Tra Carson joins the fun
Again, notice the Bengals using a counter look, although this isn’t the same counter trey play as above. This time, the team brings Christian Westerman and the flexed tight end/h-back in order to seal blocks. Carson sells wonderfully with a nice counter step and uses good vision to quickly find a hole. Young backs are sometimes indecisive because in college there’s usually a good hole and a “better” hold to run through. Carson does a great job to take what he can get and make the most out of it. Bursting through the line with great acceleration he doesn’t leave his lineman’s effort in vain as he picked up another first down. The Bengals have a wonderful problem this year with what seems like five backs who are capable of making the roster.

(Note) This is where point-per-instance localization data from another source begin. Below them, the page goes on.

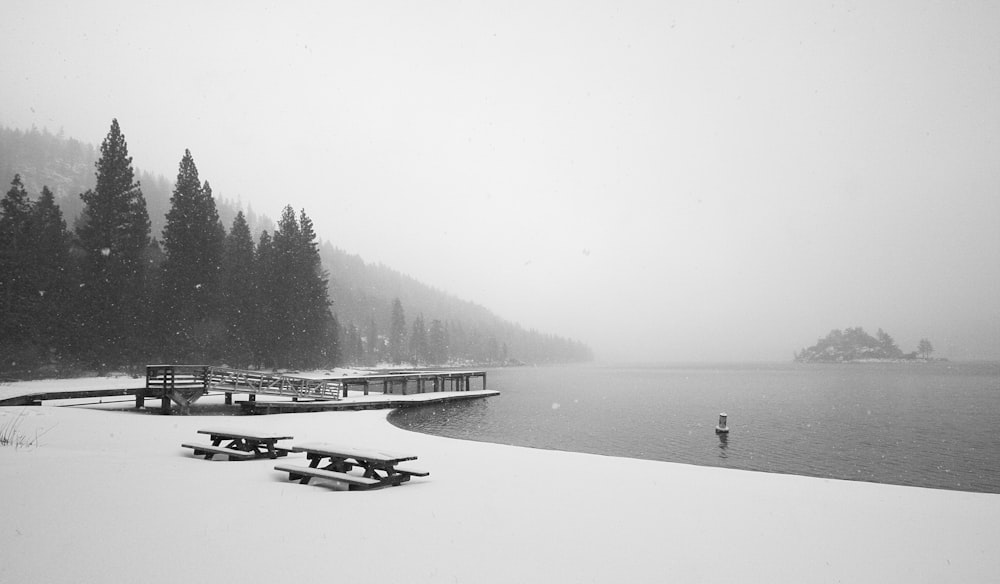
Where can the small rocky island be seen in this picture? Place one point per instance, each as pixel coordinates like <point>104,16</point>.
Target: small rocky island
<point>854,345</point>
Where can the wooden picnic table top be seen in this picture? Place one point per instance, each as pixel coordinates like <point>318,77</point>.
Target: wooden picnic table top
<point>235,434</point>
<point>337,451</point>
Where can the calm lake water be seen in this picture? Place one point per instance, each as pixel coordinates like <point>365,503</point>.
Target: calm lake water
<point>920,424</point>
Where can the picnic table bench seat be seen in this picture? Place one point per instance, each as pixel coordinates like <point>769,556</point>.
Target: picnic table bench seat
<point>208,451</point>
<point>304,473</point>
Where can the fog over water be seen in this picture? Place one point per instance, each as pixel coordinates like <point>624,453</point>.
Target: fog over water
<point>663,181</point>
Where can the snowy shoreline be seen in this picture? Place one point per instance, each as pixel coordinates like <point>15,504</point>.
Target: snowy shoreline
<point>108,496</point>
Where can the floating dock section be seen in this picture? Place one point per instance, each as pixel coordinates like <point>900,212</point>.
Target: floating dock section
<point>185,384</point>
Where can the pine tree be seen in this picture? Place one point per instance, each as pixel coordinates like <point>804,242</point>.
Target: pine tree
<point>373,347</point>
<point>300,313</point>
<point>397,333</point>
<point>16,275</point>
<point>193,241</point>
<point>239,294</point>
<point>419,350</point>
<point>265,293</point>
<point>53,275</point>
<point>438,343</point>
<point>113,233</point>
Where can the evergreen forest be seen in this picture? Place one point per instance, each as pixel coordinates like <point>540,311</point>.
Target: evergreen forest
<point>154,273</point>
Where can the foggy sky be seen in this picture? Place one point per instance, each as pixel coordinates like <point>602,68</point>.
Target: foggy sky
<point>665,181</point>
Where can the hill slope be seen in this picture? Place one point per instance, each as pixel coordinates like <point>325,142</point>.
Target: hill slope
<point>362,293</point>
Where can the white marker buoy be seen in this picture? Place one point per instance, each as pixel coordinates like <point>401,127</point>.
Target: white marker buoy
<point>722,428</point>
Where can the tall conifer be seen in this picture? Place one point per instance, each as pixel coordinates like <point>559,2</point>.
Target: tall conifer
<point>113,232</point>
<point>193,242</point>
<point>239,295</point>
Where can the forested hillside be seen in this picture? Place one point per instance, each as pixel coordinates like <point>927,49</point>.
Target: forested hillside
<point>373,314</point>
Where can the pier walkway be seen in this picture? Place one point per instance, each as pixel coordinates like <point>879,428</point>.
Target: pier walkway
<point>185,384</point>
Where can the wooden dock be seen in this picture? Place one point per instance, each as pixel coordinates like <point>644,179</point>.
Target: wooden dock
<point>184,385</point>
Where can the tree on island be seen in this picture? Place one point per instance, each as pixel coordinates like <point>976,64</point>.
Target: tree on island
<point>854,344</point>
<point>924,348</point>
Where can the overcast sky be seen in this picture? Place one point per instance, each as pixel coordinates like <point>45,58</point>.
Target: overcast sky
<point>669,181</point>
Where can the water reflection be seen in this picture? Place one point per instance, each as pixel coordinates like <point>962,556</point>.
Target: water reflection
<point>723,444</point>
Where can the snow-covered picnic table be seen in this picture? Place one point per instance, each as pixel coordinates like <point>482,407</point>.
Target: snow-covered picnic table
<point>380,469</point>
<point>242,445</point>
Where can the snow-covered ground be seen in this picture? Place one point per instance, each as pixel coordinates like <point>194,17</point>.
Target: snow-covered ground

Right now if I had to decide I would be keeping Jeremy Hill, Giovani Bernard, Joe Mixon, and Carson, with long time Bengals special team ace Cedric Peerman being the odd man out.
Earlier, I mentioned the Bengals had issues with the Chiefs’ pass rush, but that the issues came from both the line and the backfield. The play above is an issue where the defense fooled Andy Dalton, and Dalton didn’t put his guys in the right protection to help him. Notice at the snap of the ball, the line slides to the left, with fullback Ryan Hewitt helping on the right end of the line. This is because Dalton has the team prepared for heavy left side pressure the Chiefs never bring. Instead, the Chiefs bring pressure right up the middle, and the Bengals don’t have the manpower inside to stop it. Hewitt and Ogbuehi are both left without men to block because they aren’t in the right protection. Dalton simply gets fooled here and he can’t afford to let that happen.
Quarterbacks were largely to blame for the sacks taken against the Chiefs, and Jeff Driskel is no exception. Here Driskel gets adequate protection, although his man on his blindside is beaten wide outside. Driskel did well to diagnose the pressure and roll out, but he held onto the ball for far too long and took a sack. Yes, it’s third down so you can argue he’s trying to pick up the first and what’s the point if he loses some yardage, but NFL coaches will tell you to pick your battles and fight another down. Particularly in a 30-12 deficit of a Week 2 preseason game, your coach is more concerned about your health than you picking up a double sticks first down in a lost game. For all the things Driskel did right last week, this is just a sign of how much he still has to learn as an NFL quarterback.
A Bengal Bailout
This is an example of Dalton escaping pressure to extend a play, and it’s likely something he’s going to have to do a lot this season with a retooled offensive front. Both Ogbuehi and Jake Fisher are beaten around the edge and Dalton waited for the last possible second before the pocket collapsed to roll out and hit an open man. By no means were Ogbuehi and Fisher’s performances the worst lineman effort of the night (that would go to Andre Smith who gave up a sack so horrible I didn’t want any of you to relive it, so I didn’t show it). But, as the young tackles progress, their quarterback is going to continue to have to help them and make plays that veteran quarterbacks with more capable lines don’t have to worry about.